A PRISON reform campaigner was arrested outside a Durham jail as she staged the latest in a series of protests about inmate deaths.

Pauline Campbell, 56, of Malpas, Cheshire, was seized for allegedly causing a breach of the peace at Low Newton Prison and Young Offenders' Institute last Friday when she stood in front of a prison van. She was taken to the city's police station, but was released without charge.

Mrs Campbell, a trustee of the Howard League for Penal Reform, has been arrested eight times during previous demonstrations for trying to stop prison vehicles.

Her 18-year-old daughter, Sarah, died of a prescription drug overdose in Styal Prison, Cheshire, last year after starting a three-year sentence for manslaughter.

Mrs Campbell believes that too many women are being locked up and not receiving the care they need when they could be punished in the community.

Convicted drug dealer Rebecca Turner, 22, of York, was recently found hanging in her cell at Low Newton, which has just opened a new reception centre to ease new inmates into prison life. She had recently started a 27-month term.

Her family, including her mother, Janet, went to the jail to support Mrs Campbell.

Her sister, Claire Wade, who described the new centre as 'having quite nice rooms,' said her sister was popular and had many friends.

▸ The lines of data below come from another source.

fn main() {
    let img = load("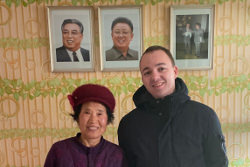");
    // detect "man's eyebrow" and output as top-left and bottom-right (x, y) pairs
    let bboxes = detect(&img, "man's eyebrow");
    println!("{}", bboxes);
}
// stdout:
(155, 63), (166, 66)
(141, 63), (167, 73)
(142, 67), (149, 73)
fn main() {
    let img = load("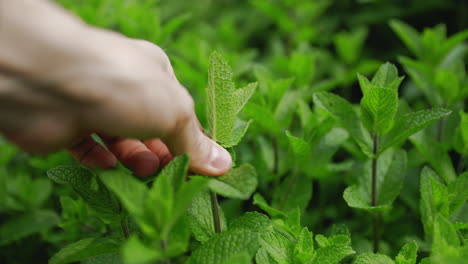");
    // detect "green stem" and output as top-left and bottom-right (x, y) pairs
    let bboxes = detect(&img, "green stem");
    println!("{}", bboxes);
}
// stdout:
(273, 136), (279, 175)
(160, 240), (170, 264)
(210, 191), (222, 233)
(371, 133), (380, 253)
(120, 218), (129, 239)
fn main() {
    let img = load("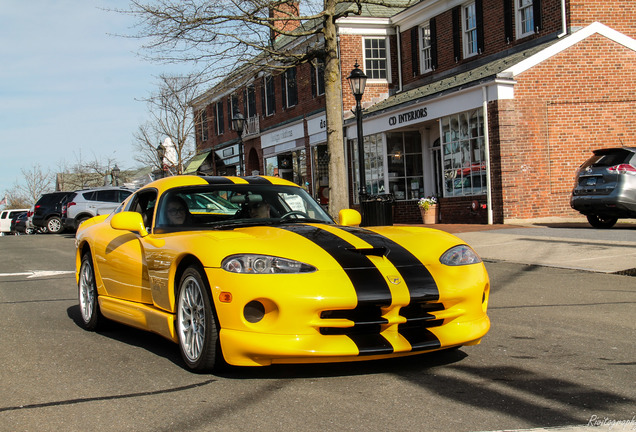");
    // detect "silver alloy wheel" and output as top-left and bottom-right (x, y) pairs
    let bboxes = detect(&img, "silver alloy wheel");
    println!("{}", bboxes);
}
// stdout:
(48, 217), (61, 233)
(79, 259), (95, 323)
(177, 275), (206, 362)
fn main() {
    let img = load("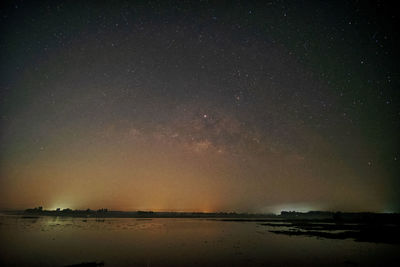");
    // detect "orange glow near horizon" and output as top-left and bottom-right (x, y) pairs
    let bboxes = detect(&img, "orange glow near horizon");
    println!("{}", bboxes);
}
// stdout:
(0, 120), (391, 213)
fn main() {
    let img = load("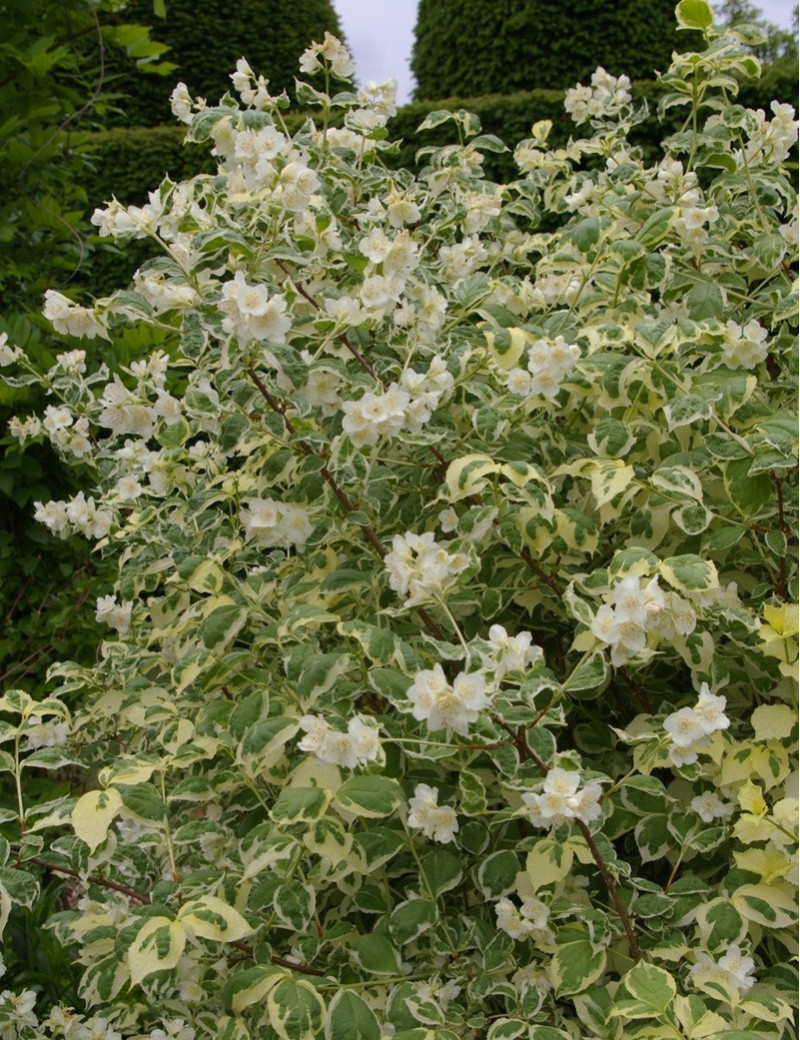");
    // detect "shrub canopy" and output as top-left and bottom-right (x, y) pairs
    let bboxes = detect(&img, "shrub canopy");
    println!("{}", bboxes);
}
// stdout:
(0, 4), (798, 1036)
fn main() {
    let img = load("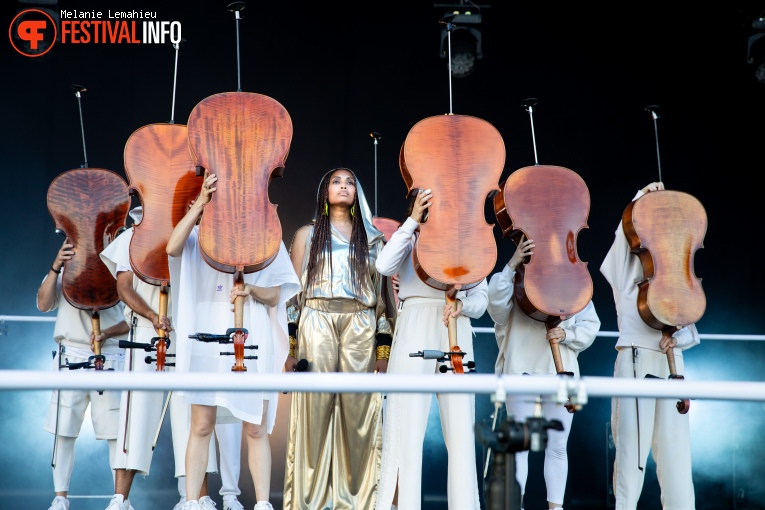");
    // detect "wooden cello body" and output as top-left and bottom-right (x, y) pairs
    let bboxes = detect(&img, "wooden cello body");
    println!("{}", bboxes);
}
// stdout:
(400, 113), (505, 372)
(622, 190), (706, 330)
(124, 123), (202, 285)
(187, 92), (292, 275)
(400, 114), (504, 291)
(494, 165), (593, 325)
(123, 123), (202, 370)
(47, 168), (130, 369)
(622, 189), (707, 413)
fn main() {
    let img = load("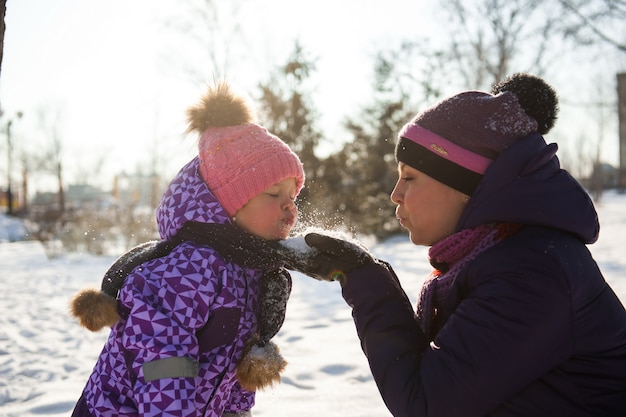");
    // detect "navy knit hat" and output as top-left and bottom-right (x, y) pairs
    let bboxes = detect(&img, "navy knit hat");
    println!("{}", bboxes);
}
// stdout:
(395, 73), (559, 195)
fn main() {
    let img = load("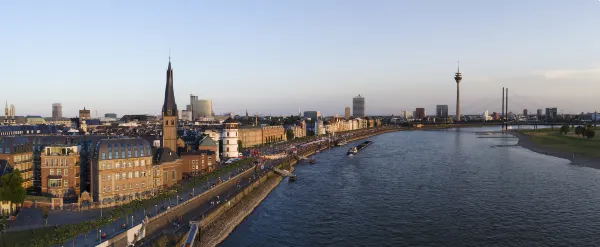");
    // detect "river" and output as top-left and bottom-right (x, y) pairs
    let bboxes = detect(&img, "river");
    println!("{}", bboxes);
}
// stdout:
(220, 127), (600, 247)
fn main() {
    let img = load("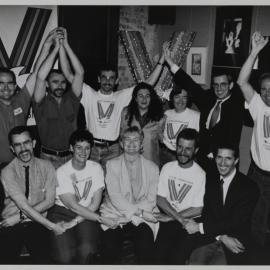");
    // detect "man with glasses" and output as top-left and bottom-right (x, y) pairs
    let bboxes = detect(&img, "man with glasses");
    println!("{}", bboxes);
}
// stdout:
(237, 32), (270, 246)
(0, 126), (65, 264)
(164, 48), (245, 170)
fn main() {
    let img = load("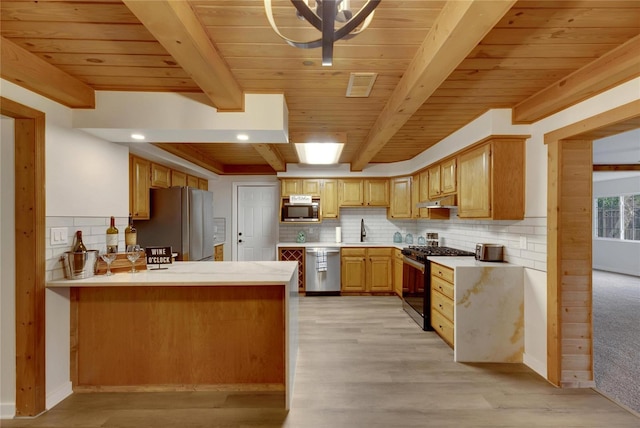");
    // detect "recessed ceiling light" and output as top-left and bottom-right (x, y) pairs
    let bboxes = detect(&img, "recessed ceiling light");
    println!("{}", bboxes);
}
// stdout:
(236, 134), (249, 141)
(131, 133), (145, 140)
(295, 143), (344, 165)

Ms Wade said there should have been more checks on her sister because "all women are vulnerable and have low self-esteem because they are taken from their family and friends.''

Mrs Campbell said afterwards it was her eighth arrest and that she was facing two separate trials on charges of obstructing the highway at other prisons. "While women prisoners continue to die I will continue to do demonstrate.''

Low Newton governor Dave Thompson has said the death, the jail's first in seven years, had hit staff and other prisoners hard.